Google tax collection nearly doubles in FY21
Equalisation levy or the socalled Google tax collection nearly doubled in FY21 compared to the previous fiscal year as the government expanded its scope to cover non-resident e-commerce operators.
This comes in the backdrop of the US proposing retaliatory tariffs of up to 25 per cent against New Delhi on a slew of products, including shrimps, basmati rice and gold, among others.
The digital levy, aimed to tax non-resident e-commerce operators, saw collections touch ~2,057 crore in FY21 after the last installment deadline of April 7, against ~1,136 crore collected in the same period last year, according to government sources. This suggests a growth of 81 per cent on a yearon-year (YOY) basis in Google tax collections in FY21.
India’s information technology hub Bengaluru accounted for half of the overall equalisation levy mop up at ~1,020 crore. Hyderabad, which houses large IT players, accounted for a quarter of the collections at ~538 crore. It was followed by Delhi and Mumbai with ~323 crore and ~134 crore collections, respectively.
“Equalisation levy collections increase is on expected lines. But the idea here is not collections, but bringing foreign entities under the tax net in India. They make large earnings from users in India but do not have a physical presence here. The levy is only an interim measure. We are awaiting a multilateral deal at the OECD (Organisation for Economic Co-operation and Development) on digital taxes,” said a government official.
While overall net direct tax collections were down 10 per cent in FY21, the pandemic year, Bengaluru, India’s IT hub, posted a 7.3 per cent growth, latest data showed.
The levy applied only to digital advertising services till 2019-20 at the rate of 6 per cent. However, the government, in April last year, widened the scope to impose a 2 per cent tax on non-resident e-commerce players with a turnover of ~2 crore. It covers players, including Facebook, Google, Amazon, Microsoft, Adobe, Uber, Udemy, Zoom.us, Expedia, Alibaba, Ikea, Linkedin, Spotify and ebay.
Rajat Mohan, partner, AMRG Associates, said, “Besides widening scope of the levy, the pandemic and social distancing norms last year led to a surge in their business, resulting in higher taxes. All the digital businesses are set up in metro cities. So, the tax mop up from these cities is bound to increase.”
Meanwhile, the US — in its Section 301 report — held that India’s digital tax of 2 per cent on technology majors is unreasonable, burdensome, and discriminatory against Amazon, Google and Facebook. It has invited comments on the proposal on retaliatory tariffs against India by April 30. The public hearing is scheduled for May 10. In fact, India further expanded its scope by way of clarifications in the Finance Act 2021-22. It will cover e-commerce supply or service when any activity takes place online.

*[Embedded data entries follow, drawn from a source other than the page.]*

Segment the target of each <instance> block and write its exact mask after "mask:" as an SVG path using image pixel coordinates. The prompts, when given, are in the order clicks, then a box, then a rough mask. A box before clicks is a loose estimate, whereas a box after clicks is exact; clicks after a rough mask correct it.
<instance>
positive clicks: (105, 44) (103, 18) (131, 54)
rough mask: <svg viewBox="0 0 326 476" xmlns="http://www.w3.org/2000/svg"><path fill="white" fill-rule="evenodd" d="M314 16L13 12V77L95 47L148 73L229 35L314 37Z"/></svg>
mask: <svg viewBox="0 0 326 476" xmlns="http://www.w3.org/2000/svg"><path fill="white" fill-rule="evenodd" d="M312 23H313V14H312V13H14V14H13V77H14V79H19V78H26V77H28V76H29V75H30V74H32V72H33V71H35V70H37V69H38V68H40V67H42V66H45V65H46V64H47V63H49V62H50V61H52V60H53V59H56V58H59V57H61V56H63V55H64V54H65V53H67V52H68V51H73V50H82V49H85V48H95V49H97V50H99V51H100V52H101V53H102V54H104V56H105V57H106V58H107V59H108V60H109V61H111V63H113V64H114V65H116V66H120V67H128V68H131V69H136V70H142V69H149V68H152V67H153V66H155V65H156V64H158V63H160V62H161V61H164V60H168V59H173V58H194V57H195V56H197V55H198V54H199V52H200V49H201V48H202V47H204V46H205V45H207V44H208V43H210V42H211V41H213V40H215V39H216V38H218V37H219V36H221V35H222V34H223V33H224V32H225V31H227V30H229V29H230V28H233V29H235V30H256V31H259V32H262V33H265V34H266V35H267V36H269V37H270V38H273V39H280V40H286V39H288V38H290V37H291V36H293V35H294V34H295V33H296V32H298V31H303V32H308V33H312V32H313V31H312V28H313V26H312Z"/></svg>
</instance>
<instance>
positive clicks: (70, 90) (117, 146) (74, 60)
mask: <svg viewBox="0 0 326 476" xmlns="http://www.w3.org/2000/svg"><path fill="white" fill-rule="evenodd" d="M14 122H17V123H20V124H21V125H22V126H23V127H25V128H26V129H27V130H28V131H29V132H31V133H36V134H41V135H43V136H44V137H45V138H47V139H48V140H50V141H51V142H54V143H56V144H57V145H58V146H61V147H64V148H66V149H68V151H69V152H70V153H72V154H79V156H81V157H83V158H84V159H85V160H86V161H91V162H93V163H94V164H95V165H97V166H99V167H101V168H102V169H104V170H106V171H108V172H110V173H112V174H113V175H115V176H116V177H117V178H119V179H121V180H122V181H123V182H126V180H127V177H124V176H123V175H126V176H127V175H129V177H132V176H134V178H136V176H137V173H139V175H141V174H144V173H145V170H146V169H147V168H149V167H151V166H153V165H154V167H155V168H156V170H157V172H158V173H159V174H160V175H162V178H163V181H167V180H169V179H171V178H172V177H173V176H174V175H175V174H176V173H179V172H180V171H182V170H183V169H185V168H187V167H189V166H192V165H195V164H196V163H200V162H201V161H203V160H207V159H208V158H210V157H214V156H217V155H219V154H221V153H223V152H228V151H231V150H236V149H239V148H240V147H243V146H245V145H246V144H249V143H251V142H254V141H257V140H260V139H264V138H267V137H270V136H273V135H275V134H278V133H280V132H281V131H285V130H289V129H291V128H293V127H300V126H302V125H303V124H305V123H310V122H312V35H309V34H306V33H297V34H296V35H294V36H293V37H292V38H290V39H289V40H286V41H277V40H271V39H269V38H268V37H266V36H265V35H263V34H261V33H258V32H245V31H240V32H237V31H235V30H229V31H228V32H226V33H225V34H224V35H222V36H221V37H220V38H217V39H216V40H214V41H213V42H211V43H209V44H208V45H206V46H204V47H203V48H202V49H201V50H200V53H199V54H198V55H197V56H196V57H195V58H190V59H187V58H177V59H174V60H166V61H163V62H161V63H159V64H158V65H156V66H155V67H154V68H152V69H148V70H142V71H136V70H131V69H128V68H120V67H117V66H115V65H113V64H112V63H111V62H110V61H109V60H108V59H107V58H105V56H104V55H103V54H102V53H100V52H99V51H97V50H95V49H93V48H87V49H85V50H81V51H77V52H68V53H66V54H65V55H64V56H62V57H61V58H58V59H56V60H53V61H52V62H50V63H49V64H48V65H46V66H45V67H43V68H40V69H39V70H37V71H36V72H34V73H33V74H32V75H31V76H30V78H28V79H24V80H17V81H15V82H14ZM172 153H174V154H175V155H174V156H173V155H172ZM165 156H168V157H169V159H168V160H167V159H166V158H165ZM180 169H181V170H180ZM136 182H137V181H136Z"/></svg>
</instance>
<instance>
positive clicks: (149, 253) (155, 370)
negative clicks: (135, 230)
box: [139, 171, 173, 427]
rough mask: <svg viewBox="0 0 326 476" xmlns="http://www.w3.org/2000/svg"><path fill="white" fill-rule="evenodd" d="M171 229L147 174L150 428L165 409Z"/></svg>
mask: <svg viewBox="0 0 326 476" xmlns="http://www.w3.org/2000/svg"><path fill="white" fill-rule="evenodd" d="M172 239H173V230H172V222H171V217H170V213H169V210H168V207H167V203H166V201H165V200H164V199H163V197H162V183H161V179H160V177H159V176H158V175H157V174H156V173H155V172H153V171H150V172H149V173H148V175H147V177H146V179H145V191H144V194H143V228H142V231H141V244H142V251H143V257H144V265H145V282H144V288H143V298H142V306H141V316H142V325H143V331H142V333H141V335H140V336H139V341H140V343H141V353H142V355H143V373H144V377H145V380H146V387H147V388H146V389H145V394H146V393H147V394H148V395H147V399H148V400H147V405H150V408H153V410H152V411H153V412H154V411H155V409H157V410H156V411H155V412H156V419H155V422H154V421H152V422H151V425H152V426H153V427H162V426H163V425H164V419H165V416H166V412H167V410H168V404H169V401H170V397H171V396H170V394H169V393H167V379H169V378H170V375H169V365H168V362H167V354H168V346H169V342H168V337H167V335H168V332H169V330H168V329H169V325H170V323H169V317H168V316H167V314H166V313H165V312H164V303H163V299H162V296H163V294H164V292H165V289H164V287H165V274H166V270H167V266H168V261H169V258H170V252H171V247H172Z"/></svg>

Sandeep Jhunjhunwala, partner, Nangia Andersen LLP, said, “…the levy has raised multiple questions and ambiguities with regard to its boundless scope and applicability. The government has provided certain clarifications recently, but the scope of the levy has the potential to cover any transaction conducted through a digital or online platform. The ~2,058 crore of digital taxes collected during FY21 vis-à-vis ~1,136 crore collected during FY20 reflect a marked growth for an economy ridden by the pandemic.”
Jhunjhunwala added that multinationals were increasingly reviewing their business activities in India. and FY22 would be a crucial year for observing the collections from the equalisation levy, “as the government is determined on tapping the colossal digital markets.” Besides, the levy would apply to gross consideration and not just the commission earned, leading to an outcry from industry.